Gli alimenti sono costituiti da un gran numero di componenti con funzioni diverse, alcuni di questi sono le sostanze nutritive che l’organismo digerisce ed assorbe come energia, come elemento strutturale o come regolatore. Alcuni alimenti sono più ricchi di carboidrati che grassi, mentre altri forniscono più proteine, altri ancora non contengono vitamina C ma sono ricchi di calcio.

Sapere come lavora ognuno di essi ci aiuta a rendere le combinazioni più adatte per una dieta equilibrata. Le interazioni che avvengono tra le sostanze nutritive possono essere positive, potenziandosi, o negative, interferendo o diminuendo l’assorbimento; è utile conoscere alcune di queste relazioni per scegliere la giusta combinazione di alimenti in ogni momento.

Calcio e vitamina D: il ruolo del calcio sulla salute ossea è ben definito e conosciuto, anche se non è l’unico fattore coinvolto. Il fumo o una vita sedentaria influenzano negativamente la massa ossea ed una carenza di vitamina D può provocare disturbi alle ossa come il rachitismo nei bambini o l’osteoporosi negli adulti. Questa vitamina è fondamentale per il corretto assorbimento del calcio, consentendo che si depositi nelle ossa e regolandone il livello nel sangue. La principale fonte di calcio è il latte ed i latticini, ma è contenuto in buone quantità anche nella frutta secca, nei legumi, nei cereali integrali ed in alcune verdure, in particolare nella famiglia dei cavoli. La vitamina D può essere ottenuta tramite alimentazione (soprattutto dal pesce più grasso) o sintentizzata con l’esposizione della pelle ai raggi del sole.
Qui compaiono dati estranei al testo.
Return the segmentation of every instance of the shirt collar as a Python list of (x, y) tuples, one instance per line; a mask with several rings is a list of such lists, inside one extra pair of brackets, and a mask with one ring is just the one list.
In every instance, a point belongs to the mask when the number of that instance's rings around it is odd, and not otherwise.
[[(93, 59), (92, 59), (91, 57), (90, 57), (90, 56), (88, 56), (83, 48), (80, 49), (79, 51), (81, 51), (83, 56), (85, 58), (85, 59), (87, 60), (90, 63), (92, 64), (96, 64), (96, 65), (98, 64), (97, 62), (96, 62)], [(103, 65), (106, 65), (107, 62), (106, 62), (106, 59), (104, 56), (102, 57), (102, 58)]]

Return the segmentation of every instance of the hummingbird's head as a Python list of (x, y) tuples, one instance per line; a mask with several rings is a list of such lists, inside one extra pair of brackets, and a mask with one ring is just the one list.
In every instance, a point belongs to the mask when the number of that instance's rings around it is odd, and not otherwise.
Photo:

Sodio e potassio: il sodio è un nutrimento essenziale, ma se consumato in eccesso diventa un fattore di rischio per lo sviluppo di ipertensione e malattie correlate. Il potassio invece è un minerale con diversi funzioni nel metabolismo ed è essenziale per il corretto funzionamento di tutte le cellule, i tessuti e gli organi. È relazionato con la dimuzione della pressione arteriosa per i suoi effetti sui vasi sanguigni e la sua capacità di facilitare l’eliminazione del sodio attraverso i reni.

Vitamina B12 e acido folico: queste due vitamine del gruppo B per il sistema nervoso e per la sintesi della nuove cellule. La vitamina B12 contribuisce all’assorbimento di acido folico (vitamina B9) ed insieme controllano il livello di omocisteina nel sangue, che quando è troppo alto aumenta il rischio di malattie cardiovascolari. La carenza di queste vitamine può causare anemia ed in caso di insufficienza di vitamina B12 si possono avere danni neurologici, come ad esempio la perdita di memoria.
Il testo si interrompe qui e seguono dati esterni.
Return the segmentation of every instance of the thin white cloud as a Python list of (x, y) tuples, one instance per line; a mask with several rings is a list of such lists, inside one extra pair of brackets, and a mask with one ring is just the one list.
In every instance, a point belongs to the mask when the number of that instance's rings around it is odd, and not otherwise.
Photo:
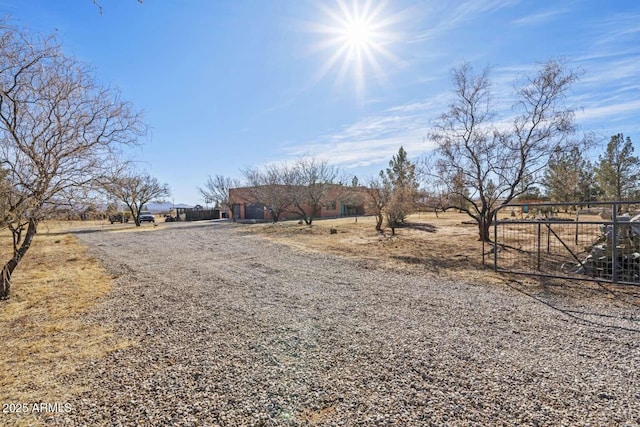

Ferro e vitamina C: il ferro è un oligoelemento che si trova nel corpo in quantità molto piccole, ma è essenziale per molteplici funzioni vitali. Anche il tipo di ferro varia e ne determina un diverso assorbimento: il cosiddetto ferro eme, presente in carne e pesce, viene assorbito più facilmente del ferro non-eme che si trova in verdure ed uova. Comunque la vitamina C migliora l’assorbimento del ferro non-eme, per cui si consiglia di consumare alimenti vegetali ricchi di ferro insieme ad altri che contengono vitamina C.